El país de las élites económicas vota
en privado antes y después de la elección, presionando al nivel más alto
de la estructura política en favor de su candidato (véanse las
observaciones de un testigo privilegiado en torno a este tema en la
elección de 1988: el ex secretario de Gobernación Manuel Bartlett, La
Jornada, 15 de julio). En el México de las clases medias urbanas
ya se disfruta de un voto más o menos libre aunque muy influido por una
televisión monopólica y sesgada.
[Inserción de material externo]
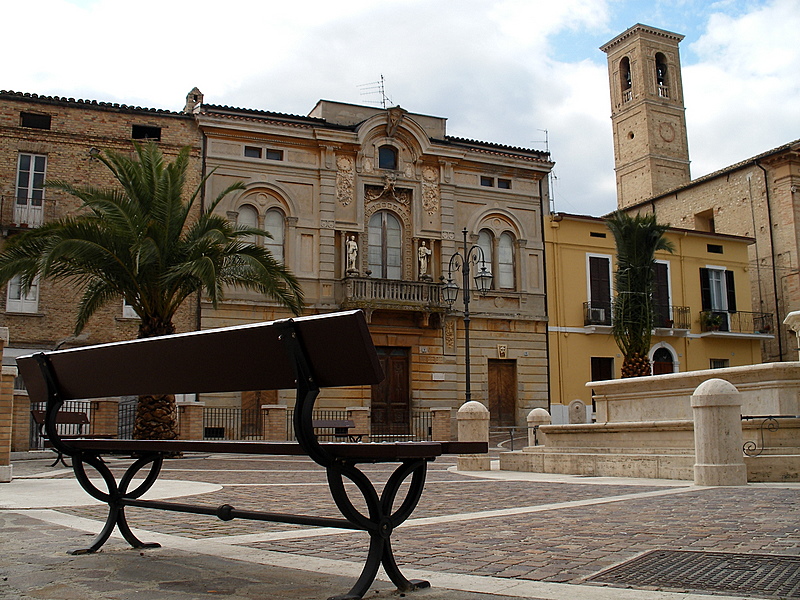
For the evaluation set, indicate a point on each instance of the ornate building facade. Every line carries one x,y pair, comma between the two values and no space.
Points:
367,206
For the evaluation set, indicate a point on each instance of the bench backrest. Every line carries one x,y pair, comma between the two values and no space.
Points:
247,357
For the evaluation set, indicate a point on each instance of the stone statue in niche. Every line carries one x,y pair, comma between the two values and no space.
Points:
423,252
352,255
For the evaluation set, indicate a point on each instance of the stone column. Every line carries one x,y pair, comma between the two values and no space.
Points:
360,416
104,418
274,420
473,426
190,420
536,418
719,460
6,411
441,424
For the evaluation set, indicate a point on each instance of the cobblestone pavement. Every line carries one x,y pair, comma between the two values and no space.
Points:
522,535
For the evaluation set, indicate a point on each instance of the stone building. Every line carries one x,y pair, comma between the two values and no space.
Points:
367,206
756,197
48,138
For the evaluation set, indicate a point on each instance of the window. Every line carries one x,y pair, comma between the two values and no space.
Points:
248,217
486,244
718,293
387,157
146,132
34,120
625,79
273,223
599,283
661,297
127,311
385,246
505,262
17,301
30,189
661,75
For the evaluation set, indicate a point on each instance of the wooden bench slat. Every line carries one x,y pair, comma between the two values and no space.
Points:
379,452
232,359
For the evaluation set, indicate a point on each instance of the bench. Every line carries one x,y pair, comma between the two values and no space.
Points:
307,354
341,429
75,418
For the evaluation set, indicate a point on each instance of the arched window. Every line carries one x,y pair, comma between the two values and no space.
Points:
273,223
663,362
625,79
387,157
662,81
385,246
247,217
486,243
505,262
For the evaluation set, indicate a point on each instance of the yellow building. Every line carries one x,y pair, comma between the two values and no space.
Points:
702,303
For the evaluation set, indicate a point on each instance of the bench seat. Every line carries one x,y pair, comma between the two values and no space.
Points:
357,452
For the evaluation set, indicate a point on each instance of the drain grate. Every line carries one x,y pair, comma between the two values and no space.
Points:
758,575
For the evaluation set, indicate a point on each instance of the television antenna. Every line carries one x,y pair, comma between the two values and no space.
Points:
376,87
Es en el México de la pobreza donde se encuentra el terreno más fértil para que influya en la preferencia política esa
televisión sesgada ya que es casi la única fuente de información y
donde también se pueden intercambiar votos por dinero, bienes o favores.
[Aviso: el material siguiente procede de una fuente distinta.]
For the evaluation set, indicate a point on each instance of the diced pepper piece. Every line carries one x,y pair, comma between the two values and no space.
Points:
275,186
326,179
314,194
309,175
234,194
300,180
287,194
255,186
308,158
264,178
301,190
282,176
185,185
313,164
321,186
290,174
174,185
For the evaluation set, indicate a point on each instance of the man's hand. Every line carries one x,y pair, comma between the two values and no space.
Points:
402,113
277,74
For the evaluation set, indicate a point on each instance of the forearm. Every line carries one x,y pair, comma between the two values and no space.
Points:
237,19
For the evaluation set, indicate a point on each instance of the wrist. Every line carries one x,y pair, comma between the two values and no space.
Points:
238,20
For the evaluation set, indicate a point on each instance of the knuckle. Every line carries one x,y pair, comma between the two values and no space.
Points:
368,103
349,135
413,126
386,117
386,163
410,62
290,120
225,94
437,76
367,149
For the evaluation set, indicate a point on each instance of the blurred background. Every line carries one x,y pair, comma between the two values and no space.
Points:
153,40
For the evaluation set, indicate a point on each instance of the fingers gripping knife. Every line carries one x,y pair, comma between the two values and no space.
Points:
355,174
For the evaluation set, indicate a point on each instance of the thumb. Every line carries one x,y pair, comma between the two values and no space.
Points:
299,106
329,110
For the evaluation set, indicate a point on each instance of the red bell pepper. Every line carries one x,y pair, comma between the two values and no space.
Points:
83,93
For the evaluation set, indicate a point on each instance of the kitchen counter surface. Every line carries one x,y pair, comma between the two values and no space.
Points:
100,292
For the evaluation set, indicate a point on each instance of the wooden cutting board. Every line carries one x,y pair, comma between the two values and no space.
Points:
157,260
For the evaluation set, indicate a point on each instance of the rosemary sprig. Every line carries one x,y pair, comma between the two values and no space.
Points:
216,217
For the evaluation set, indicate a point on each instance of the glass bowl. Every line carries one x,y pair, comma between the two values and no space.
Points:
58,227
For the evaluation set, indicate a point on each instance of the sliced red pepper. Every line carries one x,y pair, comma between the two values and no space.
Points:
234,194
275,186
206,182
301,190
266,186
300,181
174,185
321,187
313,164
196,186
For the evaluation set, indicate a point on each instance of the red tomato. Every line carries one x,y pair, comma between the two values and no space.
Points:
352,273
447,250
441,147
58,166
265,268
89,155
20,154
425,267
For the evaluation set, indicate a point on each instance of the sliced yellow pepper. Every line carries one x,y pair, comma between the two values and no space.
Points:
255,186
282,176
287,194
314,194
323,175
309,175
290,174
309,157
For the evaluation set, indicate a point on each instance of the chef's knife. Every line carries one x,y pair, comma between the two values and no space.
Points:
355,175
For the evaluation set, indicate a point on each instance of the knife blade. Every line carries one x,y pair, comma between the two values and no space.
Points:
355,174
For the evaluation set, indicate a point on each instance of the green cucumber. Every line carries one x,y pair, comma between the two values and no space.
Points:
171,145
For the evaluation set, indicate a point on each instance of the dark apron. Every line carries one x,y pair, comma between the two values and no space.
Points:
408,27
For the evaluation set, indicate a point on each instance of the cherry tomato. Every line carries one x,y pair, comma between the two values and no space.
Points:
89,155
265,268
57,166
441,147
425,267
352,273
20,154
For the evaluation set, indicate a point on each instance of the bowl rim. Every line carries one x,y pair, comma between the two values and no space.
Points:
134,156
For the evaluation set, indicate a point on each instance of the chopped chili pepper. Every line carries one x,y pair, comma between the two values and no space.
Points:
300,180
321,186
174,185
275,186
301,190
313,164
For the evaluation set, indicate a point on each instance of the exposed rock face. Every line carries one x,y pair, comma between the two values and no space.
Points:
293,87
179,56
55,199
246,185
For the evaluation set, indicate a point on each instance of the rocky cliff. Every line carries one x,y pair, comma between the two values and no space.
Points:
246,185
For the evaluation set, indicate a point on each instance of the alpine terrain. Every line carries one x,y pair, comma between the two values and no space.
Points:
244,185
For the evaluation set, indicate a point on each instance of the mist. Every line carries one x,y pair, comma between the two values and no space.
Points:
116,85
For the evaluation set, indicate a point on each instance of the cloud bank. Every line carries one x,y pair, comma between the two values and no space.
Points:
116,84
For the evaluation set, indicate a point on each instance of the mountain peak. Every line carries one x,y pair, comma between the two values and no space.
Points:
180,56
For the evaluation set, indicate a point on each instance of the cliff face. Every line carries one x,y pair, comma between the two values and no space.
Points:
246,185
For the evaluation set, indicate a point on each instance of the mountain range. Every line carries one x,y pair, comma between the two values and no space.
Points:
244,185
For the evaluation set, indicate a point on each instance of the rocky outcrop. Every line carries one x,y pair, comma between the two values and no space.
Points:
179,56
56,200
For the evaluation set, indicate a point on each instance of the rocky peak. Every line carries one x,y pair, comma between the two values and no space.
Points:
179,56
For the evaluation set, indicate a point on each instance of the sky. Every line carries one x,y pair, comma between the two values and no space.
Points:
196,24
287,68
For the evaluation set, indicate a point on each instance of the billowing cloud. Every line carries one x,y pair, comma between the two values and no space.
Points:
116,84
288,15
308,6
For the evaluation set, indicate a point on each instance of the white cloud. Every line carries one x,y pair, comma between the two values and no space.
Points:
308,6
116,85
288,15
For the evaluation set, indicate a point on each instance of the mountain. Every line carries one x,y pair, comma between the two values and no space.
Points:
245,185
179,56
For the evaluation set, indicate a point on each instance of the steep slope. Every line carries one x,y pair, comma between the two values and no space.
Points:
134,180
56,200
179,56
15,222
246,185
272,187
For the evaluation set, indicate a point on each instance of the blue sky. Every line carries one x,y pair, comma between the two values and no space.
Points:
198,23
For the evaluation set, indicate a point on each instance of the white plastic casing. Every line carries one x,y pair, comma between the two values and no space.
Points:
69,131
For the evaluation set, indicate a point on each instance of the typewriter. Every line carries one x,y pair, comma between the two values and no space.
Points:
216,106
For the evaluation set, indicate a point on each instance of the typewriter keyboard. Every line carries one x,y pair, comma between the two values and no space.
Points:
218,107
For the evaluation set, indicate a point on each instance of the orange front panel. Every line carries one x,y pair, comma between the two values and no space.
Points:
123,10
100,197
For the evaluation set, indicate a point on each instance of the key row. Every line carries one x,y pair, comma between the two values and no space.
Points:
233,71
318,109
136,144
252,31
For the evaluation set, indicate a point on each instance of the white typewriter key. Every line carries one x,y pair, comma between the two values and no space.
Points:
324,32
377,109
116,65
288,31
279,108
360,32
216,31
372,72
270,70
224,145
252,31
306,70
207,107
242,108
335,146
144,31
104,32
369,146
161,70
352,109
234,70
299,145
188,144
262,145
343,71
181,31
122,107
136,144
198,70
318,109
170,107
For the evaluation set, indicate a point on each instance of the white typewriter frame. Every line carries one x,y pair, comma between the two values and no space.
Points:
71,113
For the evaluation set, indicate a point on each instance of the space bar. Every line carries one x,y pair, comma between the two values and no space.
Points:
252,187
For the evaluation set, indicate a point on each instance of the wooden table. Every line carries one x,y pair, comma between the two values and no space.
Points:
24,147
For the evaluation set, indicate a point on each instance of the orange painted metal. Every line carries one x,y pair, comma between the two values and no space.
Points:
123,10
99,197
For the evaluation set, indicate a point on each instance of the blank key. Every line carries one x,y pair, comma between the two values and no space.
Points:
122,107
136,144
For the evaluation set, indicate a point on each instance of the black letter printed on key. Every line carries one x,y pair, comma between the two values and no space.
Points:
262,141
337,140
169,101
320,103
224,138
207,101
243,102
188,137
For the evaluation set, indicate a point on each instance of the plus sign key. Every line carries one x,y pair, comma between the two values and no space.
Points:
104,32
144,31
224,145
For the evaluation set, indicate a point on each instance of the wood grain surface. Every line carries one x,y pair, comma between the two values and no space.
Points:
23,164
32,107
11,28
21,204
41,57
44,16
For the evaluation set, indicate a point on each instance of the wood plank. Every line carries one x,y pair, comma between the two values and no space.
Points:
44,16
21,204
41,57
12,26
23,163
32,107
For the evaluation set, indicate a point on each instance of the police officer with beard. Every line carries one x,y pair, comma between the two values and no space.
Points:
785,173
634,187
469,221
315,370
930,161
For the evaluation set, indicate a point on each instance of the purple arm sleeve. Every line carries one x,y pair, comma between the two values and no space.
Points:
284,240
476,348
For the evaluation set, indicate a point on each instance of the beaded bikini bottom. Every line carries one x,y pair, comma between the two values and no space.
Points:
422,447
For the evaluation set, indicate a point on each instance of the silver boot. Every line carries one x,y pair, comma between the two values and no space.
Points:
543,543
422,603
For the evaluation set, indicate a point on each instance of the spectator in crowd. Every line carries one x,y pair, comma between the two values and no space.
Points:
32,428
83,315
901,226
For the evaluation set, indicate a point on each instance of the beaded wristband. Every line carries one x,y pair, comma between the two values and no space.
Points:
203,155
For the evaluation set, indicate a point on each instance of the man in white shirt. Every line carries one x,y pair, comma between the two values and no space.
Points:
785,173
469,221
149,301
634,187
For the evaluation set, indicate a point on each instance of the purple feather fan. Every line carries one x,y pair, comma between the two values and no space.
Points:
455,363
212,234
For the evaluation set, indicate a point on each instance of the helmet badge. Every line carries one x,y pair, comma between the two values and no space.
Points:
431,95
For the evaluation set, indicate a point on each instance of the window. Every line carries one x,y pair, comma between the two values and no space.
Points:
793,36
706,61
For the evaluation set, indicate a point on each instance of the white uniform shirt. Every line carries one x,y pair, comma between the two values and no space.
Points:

De acuerdo con un muestreo de Alianza Cívica en 21 estados, el 28.4% de
los votantes aseguraron haber estado expuestos a algún tipo de
intento de coacción o compra de su voto y en el 71% de los casos el
intento fue de operadores del PRI-PVEM (Boletín de prensa, 3 de julio).
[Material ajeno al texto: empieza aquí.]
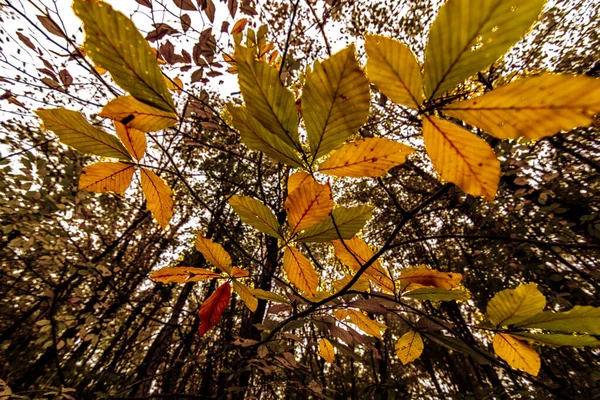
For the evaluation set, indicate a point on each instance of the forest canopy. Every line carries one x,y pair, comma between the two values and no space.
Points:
299,199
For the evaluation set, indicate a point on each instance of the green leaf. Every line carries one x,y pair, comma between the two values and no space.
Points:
335,101
513,305
436,294
349,221
113,42
256,137
395,70
75,131
256,214
557,339
468,36
578,319
267,100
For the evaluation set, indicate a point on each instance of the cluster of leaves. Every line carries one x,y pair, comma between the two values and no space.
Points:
333,106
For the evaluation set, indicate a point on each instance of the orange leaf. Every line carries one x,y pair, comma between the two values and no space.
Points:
308,205
358,255
422,276
239,272
182,275
106,177
134,140
213,307
159,197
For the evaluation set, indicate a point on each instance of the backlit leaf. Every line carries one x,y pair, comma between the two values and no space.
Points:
182,275
395,70
517,353
308,205
326,350
106,177
74,130
355,253
237,272
533,107
425,277
256,214
510,306
436,294
557,339
578,319
367,157
257,137
361,285
300,271
113,42
266,99
409,347
335,101
246,295
465,39
349,220
214,253
269,296
297,179
134,140
461,157
137,115
159,197
213,307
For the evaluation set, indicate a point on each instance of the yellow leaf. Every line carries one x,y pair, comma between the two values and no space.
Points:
510,306
361,285
335,101
409,347
308,205
257,137
533,107
465,39
134,140
239,26
106,177
256,214
266,99
395,70
326,350
425,277
359,254
367,157
300,271
461,157
298,179
366,324
137,115
113,42
246,295
214,253
74,130
239,272
182,275
516,353
159,197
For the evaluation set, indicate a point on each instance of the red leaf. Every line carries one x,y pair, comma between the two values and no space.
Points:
213,307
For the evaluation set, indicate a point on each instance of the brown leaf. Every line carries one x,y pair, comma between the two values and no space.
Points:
185,5
51,26
65,77
232,6
145,3
186,22
26,41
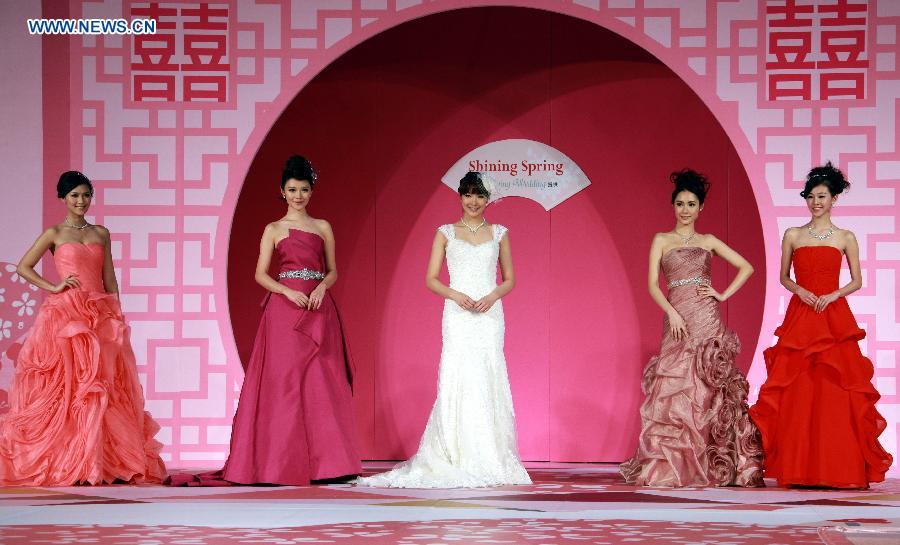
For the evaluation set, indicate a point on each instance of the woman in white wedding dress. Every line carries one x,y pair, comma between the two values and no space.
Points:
470,438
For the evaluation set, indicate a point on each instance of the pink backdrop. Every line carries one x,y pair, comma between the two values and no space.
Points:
170,169
383,124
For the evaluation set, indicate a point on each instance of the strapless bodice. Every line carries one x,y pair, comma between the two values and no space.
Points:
85,260
687,265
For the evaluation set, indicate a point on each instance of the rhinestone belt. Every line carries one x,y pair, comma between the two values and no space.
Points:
687,281
305,274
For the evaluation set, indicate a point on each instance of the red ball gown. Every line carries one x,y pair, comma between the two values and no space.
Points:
816,410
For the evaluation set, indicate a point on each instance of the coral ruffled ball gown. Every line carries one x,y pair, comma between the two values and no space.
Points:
77,409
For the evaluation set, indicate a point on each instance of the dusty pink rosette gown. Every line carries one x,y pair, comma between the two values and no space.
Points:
77,409
695,430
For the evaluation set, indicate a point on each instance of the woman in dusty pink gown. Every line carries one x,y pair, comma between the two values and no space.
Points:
77,409
294,423
695,430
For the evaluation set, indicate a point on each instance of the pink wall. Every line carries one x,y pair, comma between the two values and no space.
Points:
386,120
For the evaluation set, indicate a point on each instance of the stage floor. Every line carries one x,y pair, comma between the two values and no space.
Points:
575,503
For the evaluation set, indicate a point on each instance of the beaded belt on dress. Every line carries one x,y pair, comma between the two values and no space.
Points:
687,281
304,274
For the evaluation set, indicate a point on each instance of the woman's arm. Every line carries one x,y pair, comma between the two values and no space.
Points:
787,251
736,260
110,284
432,280
677,327
315,298
26,265
507,274
851,251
En el análisis del suplemento Enfoque del periódico Reforma, del 15 de
julio, aparecen cifras que muestran una notable correlación entre
pobreza y voto por el PRI y datos sobre cómo pudo haber funcionado esa
conexión.
En un estudio clásico de Eric Wolf y Edward Hansen
sobre la naturaleza de las relaciones clientelares, se señala que el
elemento fundamental de este tipo de estructura de poder es el
intercambio informal de bienes y servicios -obsequios, objetos, dinero,
canonjías, influencias o las meras promesas de éstos. Y en estos
intercambios incluso hay un elemento de legitimidad y de moral -desde
luego distinta de la democrática y electoral: la reciprocidad entre los
seres humanos. Y el intercambio no sólo significa transferencia
de valor sino que también es símbolo del poder, y hasta de legitimidad,
de quien lo da, en este caso un partido y un personaje: su candidato. El beneficiado, pese a su posición de debilidad, debe dar algo en reciprocidad que muchas veces es sólo una actitud:
la lealtad, que puede definirse “como el obsequio de la propia persona por un tiempo más o menos limitado” (“Caudillo politics: a structural analysis”, Comparative Studies in Society and History, V. 9, No. 2, 1967, p. 175).
Las bases de la relación
clientelística, que es el fundamento del caciquismo y el caudillismo de
siglos pasados, aún pervive y funciona en el México rural y en el urbano
donde, debido a la precariedad, la cultura política dominante mantiene
todavía estos rasgos. Una estudiante universitaria que en mayo-junio
trabajó en Chimalhuacán como promotora del PRD se topó ahí con el
rechazo de “Antorcha Campesina” (AC) que se define como “la organización
de los pobres de México” y ligada al PRI. Chimalhuacán es una de las
plazas más fuertes de AC y ahí los antorchistas simplemente
obstaculizaron la actividad proselitista de sus adversarios partidistas
con actitudes y argumentos de clientelismo puro: como AC había
conseguido de las autoridades, entre otras cosas, títulos, agua, luz,
drenaje y pavimento, entonces los adversarios de esas autoridades -el
PRD- no tenían derecho ni siquiera a
deambular por ahí (el PRD tiene un equivalente a AC: los “Panchos
Villa”, aunque AC es más fuerte).
Conclusión.
Los supuestos bajo los que el IFE sostiene
que se llevó a cabo la elección del 2012 sólo son parcialmente válidos
en el México de en medio. Para los pocos de muy arriba y los muchos de
abajo, la democracia funciona de otra manera, una aún lejana del modelo ideal y esa es la causa del conflicto postelectoral.